Die Flüchtigkeit von Erinnerungen
„Another Code: Recollection“ heißt die modernisierte Spielesammlung und wenn ich mich recht erinnere, war das Spiel ein Weihnachtsgeschenk. Ganz sicher bin ich mir aber nicht mehr. Ich weiß, peinlich, aber so ist das eben mit Erinnerungen. Sie verblassen recht schnell, wenn man sie nicht pflegt und regelmäßig (z.B. durch Erzählungen oder Gespräche im sozialen Umfeld) wieder ins Gedächtnis ruft und somit auffrischt. Sei es drum – wenn das Spiel schon mal hier liegt, können wir es uns auch gleich gemeinsam ansehen und so endlich meine persönliche Lücke schließen, bisher noch nie ein CING-Spiel gezockt zu haben.

Okay – worum geht es in Another Code? Wir begleiten unsere Protagonistin, einen Teenager namens Ashley Mizuki Robins mit ähnlichen Erinnerungslücken wie der Autor dieses Beitrags, bei dem Versuch, diese zu schließen. Kurz vor ihrem 14. Geburtstag erhält sie einen Brief ihres verschollen geglaubten Vaters, woraufhin sie sich zusammen mit ihrer Tante Jessica auf den Weg zur sagenumwobenen Blood-Edward-Insel macht, um Papas Schicksal und ihrer eigenen Vergangenheit auf den Grund zu gehen.
Puh, das klingt nicht gerade so, als wäre Mr. Richard Robins (Papa) Anwärter auf den Titel „Vater des Jahres“! Und es kommt noch dicker: Ashleys Mutter ist leider bereits verstorben. Sayoko (so hieß Mama) wurde unter höchst mysteriösen Umständen an unserem dritten Geburtstag ermordet. Die Erinnerungen an den Vorfall sind lückenhaft und werden erst im Verlauf des Spiels wieder zusammengesetzt, bzw. vervollständigt. Ich muss aber trotzdem nochmal auf Papa zurückkommen: Sicherlich ist das alles nicht einfach für den guten Richard, aber trotzdem irgendwie merkwürdig, dass er die Erziehung seiner einzigen Tochter seiner Schwester überlässt. Natürlich hat auch dieser Umstand seine Gründe, aber die werden wir erst im Lauf des Spiels entdecken.

Das DAS
Wer auf ein so großes Abenteuer gehen möchte, braucht natürlich coole Gadgets! Wie gut, dass Papa uns per Post ein merkwürdiges Gerät zukommen hat lassen. Das sogenannte „DAS“ (Dual Another System) ist eine Art Schweizer Taschenmesser, mit dem wir Fotos aufnehmen, eine Karte der Umgebung betrachten oder Informationen über alle Charaktere samt derer Beziehungen zu einander einsehen können. Der Gerät schneidet nicht nur Dönerfleisch schweißfrei, sondern hat auch einen biometrischen Schutz verbaut und kann ausschließlich von Ashley verwendet werden. Echt praktisch, aber irgendwie erinnert mich das Ding frappierend an den Shiekah-Stein aus „The Legend of Zelda: Breath of the Wild“.

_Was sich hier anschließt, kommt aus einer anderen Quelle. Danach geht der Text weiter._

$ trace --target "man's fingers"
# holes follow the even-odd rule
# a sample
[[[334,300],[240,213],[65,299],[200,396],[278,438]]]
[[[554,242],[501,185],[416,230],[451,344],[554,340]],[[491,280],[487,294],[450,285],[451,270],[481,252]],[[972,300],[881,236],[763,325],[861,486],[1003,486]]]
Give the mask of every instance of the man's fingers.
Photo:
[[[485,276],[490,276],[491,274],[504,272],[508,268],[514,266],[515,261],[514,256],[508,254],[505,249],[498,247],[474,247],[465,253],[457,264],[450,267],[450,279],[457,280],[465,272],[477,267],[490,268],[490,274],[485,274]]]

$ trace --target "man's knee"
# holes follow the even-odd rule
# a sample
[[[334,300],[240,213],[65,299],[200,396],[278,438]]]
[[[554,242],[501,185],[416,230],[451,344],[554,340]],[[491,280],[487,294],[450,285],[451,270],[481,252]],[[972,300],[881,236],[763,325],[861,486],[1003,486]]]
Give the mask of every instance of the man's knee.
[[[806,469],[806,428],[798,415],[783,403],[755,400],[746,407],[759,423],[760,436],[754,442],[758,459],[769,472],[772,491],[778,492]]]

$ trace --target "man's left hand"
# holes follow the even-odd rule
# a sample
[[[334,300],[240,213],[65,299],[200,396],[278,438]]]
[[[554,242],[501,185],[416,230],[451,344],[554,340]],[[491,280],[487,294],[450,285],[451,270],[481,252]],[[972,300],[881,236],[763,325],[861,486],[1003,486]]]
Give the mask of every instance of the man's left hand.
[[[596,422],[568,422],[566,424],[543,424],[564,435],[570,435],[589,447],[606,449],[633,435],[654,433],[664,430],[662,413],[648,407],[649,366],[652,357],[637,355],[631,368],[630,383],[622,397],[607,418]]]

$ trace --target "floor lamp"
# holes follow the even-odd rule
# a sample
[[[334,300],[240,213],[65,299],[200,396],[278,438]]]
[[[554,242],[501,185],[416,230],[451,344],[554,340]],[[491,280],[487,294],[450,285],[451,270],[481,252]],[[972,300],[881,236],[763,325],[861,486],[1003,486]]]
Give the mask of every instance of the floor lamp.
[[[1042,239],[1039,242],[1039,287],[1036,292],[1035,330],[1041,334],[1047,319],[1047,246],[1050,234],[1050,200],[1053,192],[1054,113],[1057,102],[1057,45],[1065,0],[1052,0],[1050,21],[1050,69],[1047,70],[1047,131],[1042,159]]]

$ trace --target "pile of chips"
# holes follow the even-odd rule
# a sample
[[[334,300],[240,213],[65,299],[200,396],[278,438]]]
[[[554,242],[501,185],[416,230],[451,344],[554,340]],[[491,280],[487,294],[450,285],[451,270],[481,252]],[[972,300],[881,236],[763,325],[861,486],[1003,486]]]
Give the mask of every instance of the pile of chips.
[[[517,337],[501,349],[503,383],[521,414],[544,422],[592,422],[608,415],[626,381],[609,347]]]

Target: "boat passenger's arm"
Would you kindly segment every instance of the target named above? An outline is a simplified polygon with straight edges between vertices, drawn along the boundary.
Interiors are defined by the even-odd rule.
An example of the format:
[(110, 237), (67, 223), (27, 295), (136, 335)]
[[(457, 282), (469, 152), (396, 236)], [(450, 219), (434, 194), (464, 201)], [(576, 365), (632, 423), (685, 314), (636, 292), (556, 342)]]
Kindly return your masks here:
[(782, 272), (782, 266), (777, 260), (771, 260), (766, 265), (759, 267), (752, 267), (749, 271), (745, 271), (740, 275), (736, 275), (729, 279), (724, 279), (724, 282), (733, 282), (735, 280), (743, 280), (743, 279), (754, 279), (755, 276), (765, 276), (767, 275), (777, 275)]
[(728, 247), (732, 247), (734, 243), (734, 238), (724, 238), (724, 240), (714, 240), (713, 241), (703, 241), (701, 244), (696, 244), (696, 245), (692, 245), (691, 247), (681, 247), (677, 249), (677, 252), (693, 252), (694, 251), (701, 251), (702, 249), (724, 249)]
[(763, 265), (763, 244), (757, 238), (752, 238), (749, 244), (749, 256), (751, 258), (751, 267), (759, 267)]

Wobei, wenn ich so darüber nachdenke, erinnern mich beide Geräte extrem an die Nintendo Switch. Scheinbar bin ich mit dieser Einschätzung nicht alleine, denn selbst Ashley gibt zu, dass das DAS (Zungenbrecher?) wie eine Spielekonsole aussieht. Ob Papa einfach eine Switch gehackt und mit einer Custom Firmware bespielt hat? Wer weiß. Zumindest bleiben die Entwickler des Remakes der Linie des Originals treu. Mir wurde aus dem Freundeskreis zugeflüstert, dass das Design des DAS (noch üblerer Zungenbrecher?) im Original von 2005 (Another Code: Doppelte Erinnerung) an einen DS-Handheld angelehnt war. Völlig logisch, dass Ashley im Jahr 2024 nicht mehr mit einem DS durch die Gegend laufen kann. Was sollen ihre Klassenkameraden sagen? Das wäre ja mega uncool!

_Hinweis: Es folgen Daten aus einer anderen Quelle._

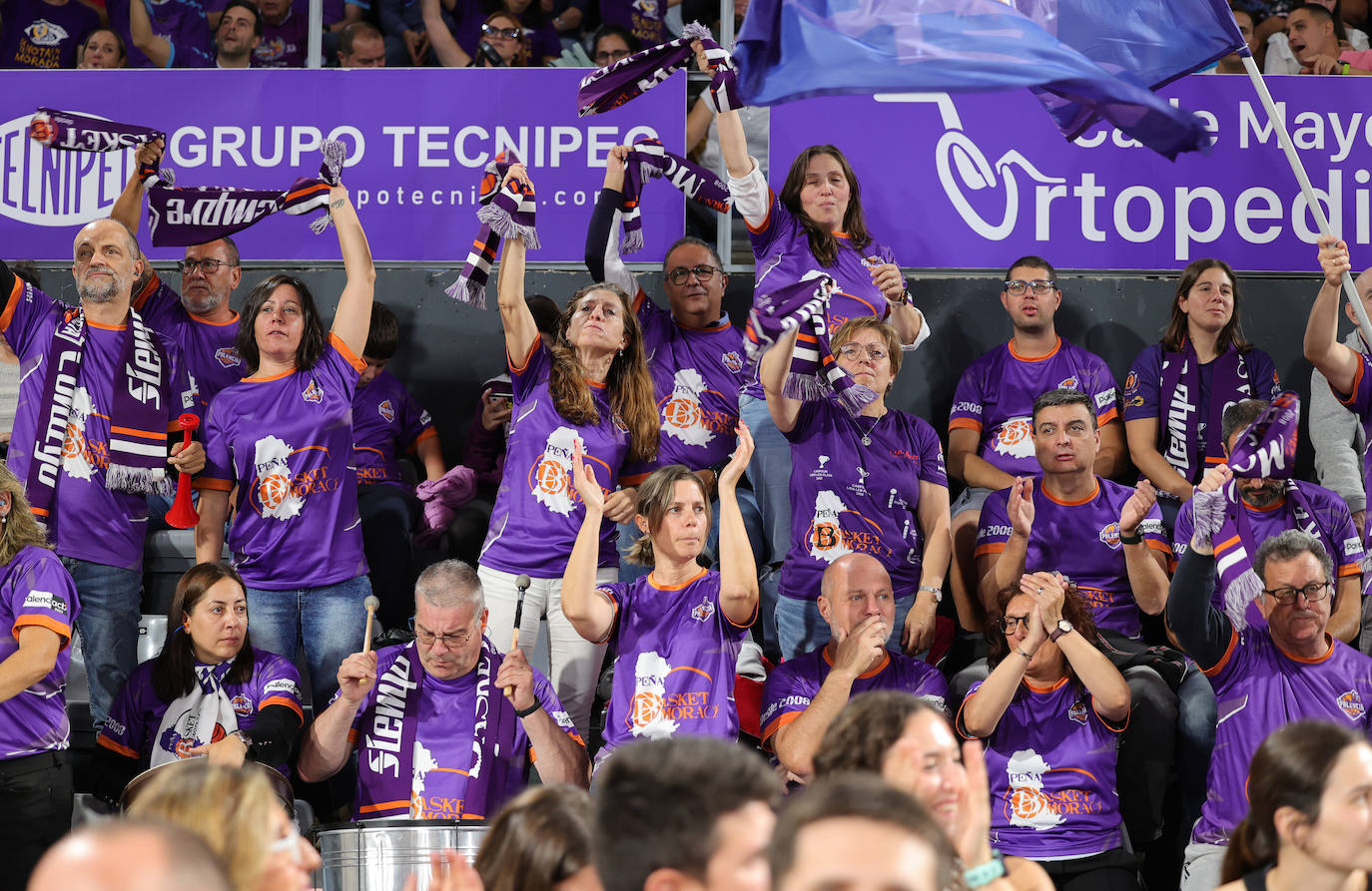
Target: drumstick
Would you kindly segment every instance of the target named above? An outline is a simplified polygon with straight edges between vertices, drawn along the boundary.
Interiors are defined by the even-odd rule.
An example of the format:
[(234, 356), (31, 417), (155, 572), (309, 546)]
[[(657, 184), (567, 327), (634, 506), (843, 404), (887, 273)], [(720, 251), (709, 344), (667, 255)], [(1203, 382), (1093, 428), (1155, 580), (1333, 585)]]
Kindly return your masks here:
[(381, 602), (376, 599), (376, 595), (368, 595), (364, 602), (366, 606), (366, 640), (362, 642), (362, 652), (372, 651), (372, 621), (376, 618), (376, 610), (381, 606)]
[[(532, 578), (527, 574), (520, 573), (514, 578), (514, 587), (519, 589), (519, 595), (514, 598), (514, 635), (510, 637), (510, 650), (519, 650), (519, 624), (524, 618), (524, 595), (528, 592), (528, 587), (534, 584)], [(505, 688), (505, 698), (514, 699), (514, 687)]]

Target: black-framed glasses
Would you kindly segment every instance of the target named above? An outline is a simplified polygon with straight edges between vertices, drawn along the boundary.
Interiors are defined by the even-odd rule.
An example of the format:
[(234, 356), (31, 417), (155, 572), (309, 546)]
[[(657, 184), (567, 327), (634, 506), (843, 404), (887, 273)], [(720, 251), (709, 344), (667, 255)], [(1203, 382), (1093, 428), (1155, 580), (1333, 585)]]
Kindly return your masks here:
[(495, 27), (493, 25), (482, 25), (482, 33), (487, 37), (504, 37), (505, 40), (519, 40), (524, 36), (524, 29), (521, 27)]
[(203, 259), (203, 260), (181, 260), (181, 262), (178, 262), (176, 265), (177, 271), (180, 271), (180, 273), (191, 274), (195, 270), (202, 269), (202, 270), (204, 270), (206, 276), (213, 276), (214, 273), (220, 271), (221, 266), (229, 266), (229, 267), (232, 267), (232, 266), (237, 266), (237, 263), (229, 263), (226, 260), (217, 260), (217, 259), (210, 258), (210, 259)]
[(457, 647), (466, 646), (466, 642), (472, 639), (472, 629), (451, 632), (447, 635), (435, 635), (434, 632), (420, 628), (414, 624), (414, 617), (410, 617), (410, 631), (414, 632), (414, 640), (425, 647), (432, 647), (436, 642), (442, 640), (443, 646), (449, 650), (456, 650)]
[(1264, 588), (1262, 594), (1270, 595), (1281, 606), (1290, 606), (1295, 603), (1295, 595), (1298, 594), (1303, 594), (1308, 602), (1317, 603), (1329, 594), (1329, 588), (1328, 581), (1312, 581), (1303, 588)]
[(1054, 288), (1056, 288), (1058, 282), (1050, 281), (1047, 278), (1034, 278), (1033, 281), (1025, 281), (1024, 278), (1014, 278), (1011, 281), (1004, 282), (1004, 285), (1006, 291), (1008, 291), (1015, 296), (1024, 293), (1026, 288), (1043, 296), (1050, 291), (1052, 291)]
[(722, 273), (722, 271), (724, 270), (715, 269), (713, 266), (705, 266), (704, 263), (701, 263), (700, 266), (694, 266), (691, 269), (686, 269), (685, 266), (678, 266), (672, 271), (667, 273), (667, 281), (672, 282), (674, 285), (685, 285), (686, 280), (694, 276), (696, 281), (704, 282), (713, 278), (715, 273)]
[(862, 359), (863, 352), (866, 352), (873, 362), (881, 362), (890, 355), (886, 352), (885, 347), (878, 347), (877, 344), (844, 344), (838, 348), (838, 355), (849, 362)]
[(1002, 615), (1000, 617), (1000, 631), (1004, 632), (1004, 633), (1007, 633), (1007, 635), (1015, 633), (1015, 628), (1019, 628), (1021, 625), (1025, 626), (1025, 631), (1029, 629), (1029, 617), (1028, 615)]

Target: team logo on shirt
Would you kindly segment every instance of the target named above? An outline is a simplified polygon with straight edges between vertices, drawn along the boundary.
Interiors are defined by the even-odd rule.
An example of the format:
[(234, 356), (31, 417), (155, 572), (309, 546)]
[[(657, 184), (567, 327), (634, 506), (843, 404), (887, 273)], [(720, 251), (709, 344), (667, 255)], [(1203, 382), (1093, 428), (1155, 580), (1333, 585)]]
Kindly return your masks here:
[(1033, 458), (1033, 421), (1028, 415), (1006, 421), (996, 430), (993, 448), (999, 455)]

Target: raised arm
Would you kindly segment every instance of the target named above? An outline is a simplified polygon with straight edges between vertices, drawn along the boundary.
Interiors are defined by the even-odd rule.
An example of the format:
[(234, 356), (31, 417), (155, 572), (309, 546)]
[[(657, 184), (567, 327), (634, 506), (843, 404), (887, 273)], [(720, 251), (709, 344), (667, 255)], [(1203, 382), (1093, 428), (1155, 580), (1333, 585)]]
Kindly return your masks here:
[(366, 244), (362, 221), (358, 219), (357, 208), (353, 207), (347, 189), (342, 185), (329, 189), (329, 214), (333, 215), (333, 228), (339, 232), (343, 273), (347, 276), (347, 284), (339, 296), (339, 308), (333, 314), (332, 330), (353, 355), (359, 356), (366, 347), (366, 330), (372, 325), (376, 266), (372, 265), (372, 248)]
[(1334, 236), (1320, 236), (1320, 270), (1324, 282), (1305, 326), (1305, 358), (1329, 381), (1335, 392), (1351, 396), (1362, 359), (1339, 343), (1339, 291), (1343, 273), (1353, 269), (1349, 245)]

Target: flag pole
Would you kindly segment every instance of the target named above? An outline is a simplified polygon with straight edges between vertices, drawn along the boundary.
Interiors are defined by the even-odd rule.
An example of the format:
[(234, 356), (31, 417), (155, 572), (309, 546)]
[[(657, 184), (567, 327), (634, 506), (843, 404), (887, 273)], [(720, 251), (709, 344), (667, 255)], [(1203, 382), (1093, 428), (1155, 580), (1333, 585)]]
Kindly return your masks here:
[[(1329, 218), (1324, 215), (1324, 206), (1314, 197), (1314, 186), (1310, 185), (1310, 177), (1305, 173), (1301, 156), (1295, 154), (1295, 145), (1291, 144), (1291, 134), (1287, 133), (1286, 121), (1277, 114), (1276, 103), (1272, 101), (1272, 93), (1268, 92), (1268, 85), (1262, 81), (1262, 73), (1258, 71), (1251, 53), (1244, 52), (1243, 69), (1249, 73), (1249, 80), (1253, 81), (1253, 89), (1258, 93), (1258, 99), (1262, 100), (1262, 107), (1268, 112), (1268, 122), (1277, 132), (1277, 144), (1291, 164), (1291, 173), (1295, 174), (1297, 181), (1301, 184), (1301, 193), (1305, 195), (1305, 202), (1310, 206), (1310, 212), (1314, 214), (1314, 222), (1320, 226), (1320, 234), (1335, 234), (1329, 228)], [(1357, 288), (1353, 286), (1353, 276), (1350, 273), (1343, 273), (1343, 293), (1349, 297), (1349, 303), (1353, 304), (1353, 314), (1358, 317), (1358, 328), (1362, 329), (1362, 339), (1372, 343), (1372, 319), (1368, 319), (1367, 307), (1362, 306)]]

Übernatürlicher Sparringspartner
Durchatmen. Wo waren wir? Ach ja, die Blood-Edward-Insel. Wir lernen, dass Mama und Papa Neurowissenschaftler waren, bzw. sind und sich auf die Forschung von Erinnerungen, samt deren Extraktion, Speicherung und Manipulation konzentriert haben. Angeblich hat sich Dr. Robins nach Sayokos Tod auf der Insel in das Edward-Anwesen (ein heruntergekommenes Herrenhaus) zurückgezogen, um weiter an dem Thema, sowie einer Maschine namens „Another“ zur Modifikation von Erinnerungen direkt im Hirn zu forschen. Leider fehlt von ihm bei unserer Ankunft jede Spur und auch Jessica verlieren wir aus den Augen. Stattdessen treffen wir auf den Geist eines Jungen namens „D“, welcher ebenfalls seine Erinnerungen verloren hat.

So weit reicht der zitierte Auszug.